No HE family can allow themselves to assume that registration is a stand-alone exercise – Spielman clearly sees it as a means to achieve the main objective of monitoring. Of course, like so many others, she pitches this as a safeguarding matter, but Halfon is now regularly pressing hard for HE children to have to take both Key Stage tests and GCSEs (see Q841). As in schools, in time this requirement will try to measure not simply the quality of education, but also the content of the education provided. That is the only possible outcome if testable criteria are imposed on EHE children.

Spielman’s comments about Britain being a society which has so far resisted identity cards and other means of state surveillance, reveal that for whatever reason she believes that citizens should not be free to act responsibly unless they have been given permission to do so. Governments which supervise their citizens in this way are not unknown today, China and North Korea being two prominent examples. Not to mention that for the last year and half, communities around the globe have accepted with very little complaint being restricted to their homes unless they had an “approved” reason to be elsewhere.

By now home educators should be very familiar with Lady Hales’ comments in the Supreme Court’s 2016 judgement on the Scottish Named Person Scheme, but they are worth repeating here:

“The first thing that a totalitarian regime tries to do is to get at the children, to distance them from the subversive, varied influences of their families, and indoctrinate them in their rulers’ view of the world. Within limits, families must be left to bring up their children in their own way.” [Para.73]

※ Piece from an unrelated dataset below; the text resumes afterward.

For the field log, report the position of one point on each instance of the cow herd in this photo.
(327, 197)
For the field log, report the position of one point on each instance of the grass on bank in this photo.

For those who are not aware, as part of its “Getting it Right for Every Child” legislation, the Scottish Government sought to impose a state-appointed official who would have access to information on every child without the knowledge of their parents. All this is based on a particular interpretation of Human Rights legislation and the belief that children belong collectively to the state. It is out of such a belief that totalitarian leanings, such as those expressed by Spielman, emerge.

In her answer to Halfon’s second question [839], speaking about vulnerable children who did not attend schools during the lockdowns, Spielman conflated them with those who are electively home educated:

“There was the loss of that eye of the teacher that is so important for children in mainstream schools, which we do not have for home-educated children. How we get that eye and that physical eye, not just a phone call, really matters. I will make myself unpopular with the home education lobby by saying this, but I do think that, as a nation, we should be concerned about having children who no one ever sees.”

One is tempted to shout in protest, “HE children are seen every day by their parents, by other members of their families and by people in their communities!”

Ironically, this Evidence Session was in two parts, with the first being focussed on “[sexual] safeguarding in schools” and the failure of most schools to protect children they see five days a week. Neither can we ignore the fact that shortly after the session finished, the Tes website ran this headline “Ofsted: Nude pupil pictures not a safeguarding issue.” The following day the Chief Inspector sought to “clarify a few things.”

What can I do?

First, in regard to Williamson’s giving of ground on monitoring as well as reaffirming that proposals for a registration scheme are “imminent,” now is the time to think through how you and your family are going to respond. Are you going to accept state supervision, or are you going to resist the totalitarian ambitions of those who think your sons and daughters belong to them?

Secondly, think carefully about Spielman’s comments on the problems caused by civil liberties. Like the Named Person Scheme, her words have implications reaching far beyond home educating families. Perhaps people you know who don’t get EHE might be more concerned about losing their own freedom to think and live by their sincerely held convictions. They will also probably be alarmed by her attitude to the failure of schools to safeguard pupils on an industrial scale.